Infighting could also slow progress on issues that a vast majority of Republicans agree on, benefiting Democrats.
“The infighting means that they’re not focusing on other things that by and large Democrats will oppose,” said Rep. Gina Mitten, D-Richmond Heights.
Parson took office in 2018 after former Gov. Eric Greitens resigned under a cloud of scandal. As a former member of the House and Senate, the then-lieutenant governor pledged to calm the waters that had been roiled by Greitens during his contentious 17 months in office.
But, Parson’s decisions have not always had that effect.
Last year, President Donald Trump issued an executive order requiring governors to submit written consent if they want to continue allowing refugees to resettle in their states.
Parson’s response surprised some conservatives. Rather than banning refugees, and send a message that immigration is a problem, Parson said refugees boost the state’s workforce and add value and diversity to Missouri’s cities.
Sen. Bob Onder, R-Lake Saint Louis, said in an interview with Missourinet that governors who made similar decisions “did not do what’s best for their states.”
Parson also has rankled lawmakers over his negotiations with the mayors of the state’s larger cities on the subject of gun violence.
In November, Parson said he would back a limited plan addressing gun use by minors, domestic abusers and felons.
The negotiations took place during another bloody year in St. Louis; more than a dozen children had died by gunfire last year at the time of Parson’s announcement.
The governor’s statements didn’t sit well with House Majority Leader Rob Vescovo, who penned a statement slamming any attempts to impose tougher laws on gun owners and gun purchases.
Vescovo, R-Arnold, said he favors tougher sentencing laws for violations of state firearms laws, but he opposes laws that “infringe” upon the Second Amendment right to bear arms.
The chairman of the House Crime Prevention and Public Safety Committee said he wasn’t consulted before Parson unveiled the package.
Despite the pushback, Parson still invited Krewson and other mayors to his State of the State address on Jan. 15, where he advocated “strengthening our laws to target violent criminals” without mentioning specifics.
The governor and lawmakers also have been at odds over one of the biggest chores awaiting them — crafting the state’s $30.9 billion spending plan.
Unlike other years when the House, Senate and governor’s office agree on a foundation level to start building the annual budget, the House rejected Parson’s estimate of revenue coming into state coffers as too high.
The disagreement means he is starting out with a different spending floor than the House when it comes to piecing together the blueprint.

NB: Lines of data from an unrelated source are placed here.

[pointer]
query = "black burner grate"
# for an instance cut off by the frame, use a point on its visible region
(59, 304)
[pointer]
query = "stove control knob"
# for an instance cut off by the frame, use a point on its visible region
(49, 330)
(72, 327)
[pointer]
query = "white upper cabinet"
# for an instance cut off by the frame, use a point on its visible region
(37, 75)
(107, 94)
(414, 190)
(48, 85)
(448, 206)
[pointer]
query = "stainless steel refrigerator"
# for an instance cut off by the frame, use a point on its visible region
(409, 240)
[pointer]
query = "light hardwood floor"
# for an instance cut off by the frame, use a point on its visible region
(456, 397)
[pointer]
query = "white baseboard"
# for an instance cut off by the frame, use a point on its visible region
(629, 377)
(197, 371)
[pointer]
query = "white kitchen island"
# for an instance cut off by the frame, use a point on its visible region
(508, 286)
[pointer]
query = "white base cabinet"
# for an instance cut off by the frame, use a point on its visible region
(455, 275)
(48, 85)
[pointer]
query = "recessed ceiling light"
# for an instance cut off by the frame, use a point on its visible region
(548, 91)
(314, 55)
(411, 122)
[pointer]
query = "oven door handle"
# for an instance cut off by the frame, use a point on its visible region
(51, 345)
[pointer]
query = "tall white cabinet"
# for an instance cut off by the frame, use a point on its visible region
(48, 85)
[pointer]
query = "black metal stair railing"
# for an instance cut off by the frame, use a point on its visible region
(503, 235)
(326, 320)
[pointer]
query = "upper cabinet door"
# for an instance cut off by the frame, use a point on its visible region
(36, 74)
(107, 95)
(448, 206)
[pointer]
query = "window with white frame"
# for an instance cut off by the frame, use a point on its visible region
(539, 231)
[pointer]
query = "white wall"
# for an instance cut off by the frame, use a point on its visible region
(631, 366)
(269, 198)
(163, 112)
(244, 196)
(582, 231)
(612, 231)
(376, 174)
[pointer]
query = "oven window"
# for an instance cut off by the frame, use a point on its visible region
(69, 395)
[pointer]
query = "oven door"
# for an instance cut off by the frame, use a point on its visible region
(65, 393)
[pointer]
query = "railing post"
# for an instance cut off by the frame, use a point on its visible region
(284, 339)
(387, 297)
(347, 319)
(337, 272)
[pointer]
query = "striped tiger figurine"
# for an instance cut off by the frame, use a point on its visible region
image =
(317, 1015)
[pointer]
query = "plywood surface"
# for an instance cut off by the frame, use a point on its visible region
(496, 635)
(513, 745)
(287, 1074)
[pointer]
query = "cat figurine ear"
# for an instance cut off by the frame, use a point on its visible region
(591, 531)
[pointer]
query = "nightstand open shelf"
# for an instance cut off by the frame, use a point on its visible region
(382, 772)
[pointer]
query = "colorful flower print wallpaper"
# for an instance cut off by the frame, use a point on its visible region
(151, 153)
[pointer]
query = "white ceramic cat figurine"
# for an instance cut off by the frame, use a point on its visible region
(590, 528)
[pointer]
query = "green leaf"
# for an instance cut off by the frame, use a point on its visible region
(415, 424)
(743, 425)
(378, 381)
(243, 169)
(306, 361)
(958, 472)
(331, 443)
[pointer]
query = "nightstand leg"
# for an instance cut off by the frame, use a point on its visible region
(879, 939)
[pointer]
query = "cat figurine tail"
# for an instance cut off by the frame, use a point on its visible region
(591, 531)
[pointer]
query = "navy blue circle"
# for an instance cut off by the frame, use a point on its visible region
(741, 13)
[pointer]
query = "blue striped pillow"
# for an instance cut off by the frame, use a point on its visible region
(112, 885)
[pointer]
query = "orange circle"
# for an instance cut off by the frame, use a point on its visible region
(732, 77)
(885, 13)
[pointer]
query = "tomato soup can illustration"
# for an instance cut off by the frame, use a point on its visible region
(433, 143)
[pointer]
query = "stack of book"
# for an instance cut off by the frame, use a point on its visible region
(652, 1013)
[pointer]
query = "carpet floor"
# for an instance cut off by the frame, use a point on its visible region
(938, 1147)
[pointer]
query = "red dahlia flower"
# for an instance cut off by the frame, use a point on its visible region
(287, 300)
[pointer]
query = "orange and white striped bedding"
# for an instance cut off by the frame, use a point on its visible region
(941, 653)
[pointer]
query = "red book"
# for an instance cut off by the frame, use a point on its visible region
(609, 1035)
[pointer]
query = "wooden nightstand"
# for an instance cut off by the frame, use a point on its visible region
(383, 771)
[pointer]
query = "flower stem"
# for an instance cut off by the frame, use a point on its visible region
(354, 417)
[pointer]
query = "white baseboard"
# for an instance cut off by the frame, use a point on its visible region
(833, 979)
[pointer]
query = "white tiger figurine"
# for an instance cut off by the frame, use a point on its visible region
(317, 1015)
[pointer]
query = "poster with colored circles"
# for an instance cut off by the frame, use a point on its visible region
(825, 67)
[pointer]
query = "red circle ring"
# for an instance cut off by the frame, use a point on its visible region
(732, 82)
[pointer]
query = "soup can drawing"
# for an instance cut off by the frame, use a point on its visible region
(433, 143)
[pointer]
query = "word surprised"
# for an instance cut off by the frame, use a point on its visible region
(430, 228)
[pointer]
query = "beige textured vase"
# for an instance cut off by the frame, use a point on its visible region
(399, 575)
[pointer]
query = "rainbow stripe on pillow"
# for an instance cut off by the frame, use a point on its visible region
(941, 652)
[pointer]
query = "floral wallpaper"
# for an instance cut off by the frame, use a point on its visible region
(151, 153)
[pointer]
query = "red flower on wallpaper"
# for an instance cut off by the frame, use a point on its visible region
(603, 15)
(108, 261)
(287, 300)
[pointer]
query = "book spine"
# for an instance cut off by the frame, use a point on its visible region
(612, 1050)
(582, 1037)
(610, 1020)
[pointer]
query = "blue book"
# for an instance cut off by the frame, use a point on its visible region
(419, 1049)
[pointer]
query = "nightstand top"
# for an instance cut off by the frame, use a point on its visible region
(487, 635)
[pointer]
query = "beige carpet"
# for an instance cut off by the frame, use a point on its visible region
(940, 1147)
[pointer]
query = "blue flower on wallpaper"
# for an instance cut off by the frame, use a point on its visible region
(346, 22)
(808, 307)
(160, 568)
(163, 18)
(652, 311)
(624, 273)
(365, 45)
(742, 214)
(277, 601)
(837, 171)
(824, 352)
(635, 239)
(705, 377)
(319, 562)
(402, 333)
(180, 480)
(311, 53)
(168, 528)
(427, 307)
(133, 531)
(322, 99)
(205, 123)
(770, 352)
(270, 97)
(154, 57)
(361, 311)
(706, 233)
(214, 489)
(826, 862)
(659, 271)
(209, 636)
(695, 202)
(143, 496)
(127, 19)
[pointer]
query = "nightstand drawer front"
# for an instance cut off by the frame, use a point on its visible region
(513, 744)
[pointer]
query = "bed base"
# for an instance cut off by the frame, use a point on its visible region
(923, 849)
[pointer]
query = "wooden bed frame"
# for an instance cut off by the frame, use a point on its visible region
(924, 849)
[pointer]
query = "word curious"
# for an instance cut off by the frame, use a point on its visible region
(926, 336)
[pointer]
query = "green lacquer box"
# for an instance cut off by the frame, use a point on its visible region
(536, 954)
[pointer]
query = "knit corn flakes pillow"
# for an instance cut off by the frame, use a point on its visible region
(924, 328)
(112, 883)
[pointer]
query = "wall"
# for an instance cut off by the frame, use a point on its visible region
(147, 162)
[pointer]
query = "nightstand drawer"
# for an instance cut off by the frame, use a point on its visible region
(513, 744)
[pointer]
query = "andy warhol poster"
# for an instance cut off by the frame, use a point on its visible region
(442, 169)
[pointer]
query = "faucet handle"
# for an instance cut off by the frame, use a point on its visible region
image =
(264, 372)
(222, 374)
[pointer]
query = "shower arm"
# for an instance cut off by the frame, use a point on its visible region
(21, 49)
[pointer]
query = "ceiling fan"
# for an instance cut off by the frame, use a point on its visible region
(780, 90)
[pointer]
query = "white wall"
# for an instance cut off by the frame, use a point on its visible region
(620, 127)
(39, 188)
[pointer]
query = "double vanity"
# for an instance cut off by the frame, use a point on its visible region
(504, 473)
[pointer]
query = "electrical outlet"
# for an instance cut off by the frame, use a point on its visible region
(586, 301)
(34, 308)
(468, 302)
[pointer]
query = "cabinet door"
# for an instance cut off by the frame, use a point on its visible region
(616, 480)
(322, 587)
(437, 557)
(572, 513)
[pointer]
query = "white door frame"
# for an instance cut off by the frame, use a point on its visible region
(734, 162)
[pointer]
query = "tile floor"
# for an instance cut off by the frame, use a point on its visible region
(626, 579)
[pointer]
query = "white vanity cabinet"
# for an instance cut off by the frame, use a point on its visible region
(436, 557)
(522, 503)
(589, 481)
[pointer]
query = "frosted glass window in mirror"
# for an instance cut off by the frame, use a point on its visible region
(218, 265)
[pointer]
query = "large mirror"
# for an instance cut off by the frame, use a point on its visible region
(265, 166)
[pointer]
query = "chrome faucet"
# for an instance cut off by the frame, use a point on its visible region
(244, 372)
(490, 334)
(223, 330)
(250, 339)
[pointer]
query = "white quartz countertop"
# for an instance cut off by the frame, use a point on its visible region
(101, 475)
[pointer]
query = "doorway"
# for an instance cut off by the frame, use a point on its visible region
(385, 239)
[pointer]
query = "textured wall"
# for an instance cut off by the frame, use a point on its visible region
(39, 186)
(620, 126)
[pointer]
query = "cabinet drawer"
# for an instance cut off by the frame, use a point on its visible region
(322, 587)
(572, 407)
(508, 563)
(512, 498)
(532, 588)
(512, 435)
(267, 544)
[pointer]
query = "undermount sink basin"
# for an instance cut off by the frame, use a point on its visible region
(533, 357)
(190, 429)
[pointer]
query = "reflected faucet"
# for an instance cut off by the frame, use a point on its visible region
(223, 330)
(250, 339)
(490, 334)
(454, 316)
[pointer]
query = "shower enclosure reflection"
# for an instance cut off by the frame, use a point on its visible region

Parson has faced opposition before and gotten his way.
Last year, with the clock ticking down on the legislative session, opponents of giving General Motors state tax dollars to expand its truck plant in Wentzville used their filibuster powers to delay action in the upper chamber.
Sen. Bill Eigel, R-Weldon Spring, used stalling tactics to chew up hours of valuable debate time as he outlined why he was trying to block the $50 million-plus incentive package.
Eigel said giving companies subsidies is a “path to tyranny,” because it allows government to pick winners and losers.
He eventually handed over filibuster duties to Sen. Andrew Koenig, R-Manchester, who called parts of Parson’s GM package a “disgrace.”
“It is a complete waste of Missouri tax dollars,” Koenig said.
In the end, the opponents ended their filibuster and, in December, Parson was on hand when GM announced it would make a $1.5 billion investment in the factory and retain a minimum of 2,000 of the 4,000 hourly workers.
“Right now, we’re going to keep working as a united front and keeping moving forward,” Parson said after speaking to a group of transportation planners gathered in Jefferson City. “We just need to stay focused on what’s best for the state of Missouri.”